第109話 破格の昇級

「そうそう!」


 それまでの、どこか暗い話題を払拭するように、僕の隣から明るい声が聞こえる。そこには、病人食というにはあまりにも大量の食事が並べられているテーブルの隣に、シッケスさんがニコニコと満面の笑みで立っていた。


「どうやらショーン君、四級冒険者になるみたいだよ。こっちとオソロだね」

「え……? いきなりですか?」


 四級といえば、フェイヴよりも上の階級になるという事だ。まぁ、戦闘能力を評価されての事で、斥候として特級冒険者になっているフェイヴと比べれば、総合的には下なのだが、だからといっていきなり七級から四級というのは破格だろう。

 そう思ってィエイト君に聞いてみたのだが……――


「別段珍しくもない。貴族の子弟や特別な道場の輩出生ならば、短期間で上級までいくのはおかしくはない。飛び級もまた、なくもない事例だ。稀に、在野の実力者が登録した際にも起こる」

「そうなんですか……」

「なによりお前は、単独で竜種に勝利し、相打ち紛いとはいえ中規模ダンジョンの主まで倒してみせたのだ。戦闘能力を鑑みれば、上級冒険者に推挙されるのはなんらおかしな話ではない。勿論、今回のダンジョン探索における貢献の大なるを認められた、という前提でな」


 僕は期待していた答えが得られず、がっくりと肩を落とした。

 貢献って言われたって、どう考えてもその度合いではフェイヴの方が上だっただろう。冒険者として、フェイヴと同等の働きをできたかと問われれば、全然無理だった断言できる。今回一緒に探索し、戦闘もこなしてよくわかった。あいつはすごい。ダンジョンの探索も戦闘もこなしつつ、全員のペース配分や物資管理を行い、臨機応変な対応力で不測の事態にも対処した。すべてをとって、プロフェッショナルだと評して差し支えない働きだった。

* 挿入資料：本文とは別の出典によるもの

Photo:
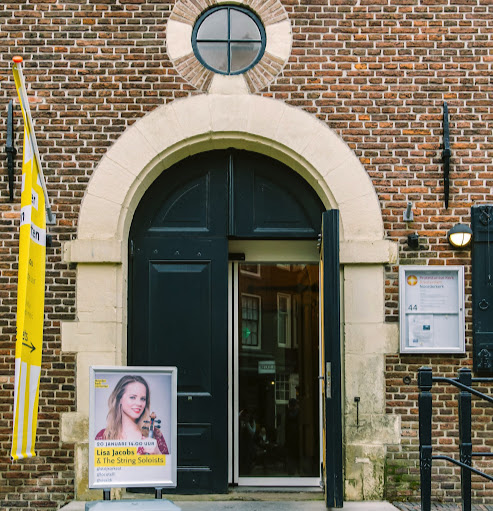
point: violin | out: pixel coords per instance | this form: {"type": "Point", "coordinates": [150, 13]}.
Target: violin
{"type": "Point", "coordinates": [153, 424]}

 まぁ、両手放しで褒めるのは癪なので、口には出さないが。

 そんなフェイヴよりも上というのは、流石に気が引ける。というか、そもそも僕は、冒険者としての地位を確立するつもりがあまりない。悪目立ちするのは嫌だし、それで身バレなど本当にごめんだ。そんなデメリットはあるのに、メリットらしいメリットが見当たらないのも嫌だ。


「辞退ってできるんですかね……?」

「なんで? 断る意味ある?」

「いや、変に悪目立ちするのとか、嫌なんで……」

「あはははははははは! ショーン君、それギャグ? 【白昼夢の悪魔】が、いまさら悪目立ちを気にするなって。手遅れ感ぱないっつーの!」

「…………」


 そうだった。どうやら寝起きで頭が回っていないらしい。

 そもそもにして、バスガルを倒してしまった以上、悪目立ちなどと言っていられるような立場ではなくなったのだろう。さらにいえば、元々ウル・ロッドの件で、結構悪目立ちはしていたのだ。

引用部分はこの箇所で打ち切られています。